Cirocco thought about it.

“I have friends watching Pandemonium. From a safe distance. They told me about the latest move, to the base of the southern highlands. Nova and Robin have learned how to swim. They’re teaching Conal some things he didn’t know about fighting. I’m teaching them to fly.”

She sighed, and rubbed her forehead with her hand.

“I know Chris and Adam are alive and are not being harmed. I know Robin is having strange thoughts about Conal. I know Nova still feels the same way about me, since she tried to follow me here. She’s getting better at it. I know she’s also coming around to the idea that Titanides are worth associating with. She’s pretty much accepted Conal.

“And I know I need a drink worse than I have in twenty years.”

Gaby reached out, through the flames. Her hand seemed to burn, and Cirocco gasped and shrank away from her. She stared at the indistinct face, and saw Gaby’s bewilderment.

“Oh,” Gaby said, and drew her hand back. “I guess that must have looked pretty awful to you. I didn’t see the fire.”

Didn’t see the fire, Cirocco thought, and an image sprang into her mind. It was something she had never seen with her own eyes, but it had walked through her dreams for two decades. Gaby, one side of her face and most of her body blackened and cracking open…

“You didn’t see the fire,” Cirocco muttered, shaking her head.

“Don’t ask too many questions,” Gaby warned.

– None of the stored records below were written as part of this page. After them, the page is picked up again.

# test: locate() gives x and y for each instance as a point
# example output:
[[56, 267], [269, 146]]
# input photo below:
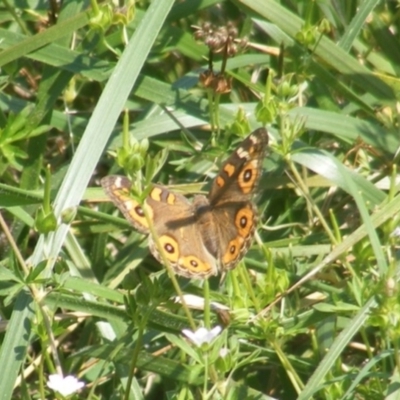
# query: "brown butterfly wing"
[[230, 198], [173, 220]]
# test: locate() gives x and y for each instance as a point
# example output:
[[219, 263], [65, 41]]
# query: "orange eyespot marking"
[[171, 198], [156, 193], [252, 150], [247, 178], [229, 169], [244, 221], [242, 153], [136, 214], [220, 181], [170, 247], [194, 264], [233, 250]]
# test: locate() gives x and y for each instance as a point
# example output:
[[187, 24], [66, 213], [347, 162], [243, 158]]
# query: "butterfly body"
[[209, 233]]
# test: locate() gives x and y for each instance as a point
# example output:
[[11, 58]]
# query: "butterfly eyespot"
[[248, 173], [244, 221], [171, 248], [195, 265], [232, 251]]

“I can’t help it, Gaby. I can’t make it fit around anything I believe in. You’re like…the mysterious spirit in a fairy tale. You speak in riddles. I never understood
why
the spirits in those stories couldn’t just come out with it. Why all the dire warnings, and the fragments and hints about things that are so dreadfully important?”

“Cirocco, my only love…nobody wants to help you more than I do. If I could, I’d tell you everything I know, from point A right through to point Z, just like a NASA debriefing. I can’t do that. There is a very good reason why I can’t…and I can’t tell you that reason.”

“Can’t you hint at it?”

Gaby’s eyes got very distant.

“Ask your questions quickly.”

“Uh…Gaea watches you?”

“No. She watches
for
me.”

Christ, Cirocco thought. It’s all or nothing, but stop complaining.

“Does she know you…come to me?”

“No. Hurry, I can’t do this much longer.”

“Is there a way to…”

“To defeat her? Yes. Reject the obvious answers. You must…”

She stopped, and began to fade away. But her eyes were squeezed shut and her fists were clenched at her temples, and her image began to strengthen again. Cirocco felt the short hairs standing up on the back of her neck.

“It’s better if you don’t ask questions. Or not too many. Since she got Adam, her attention is with him most of the time.”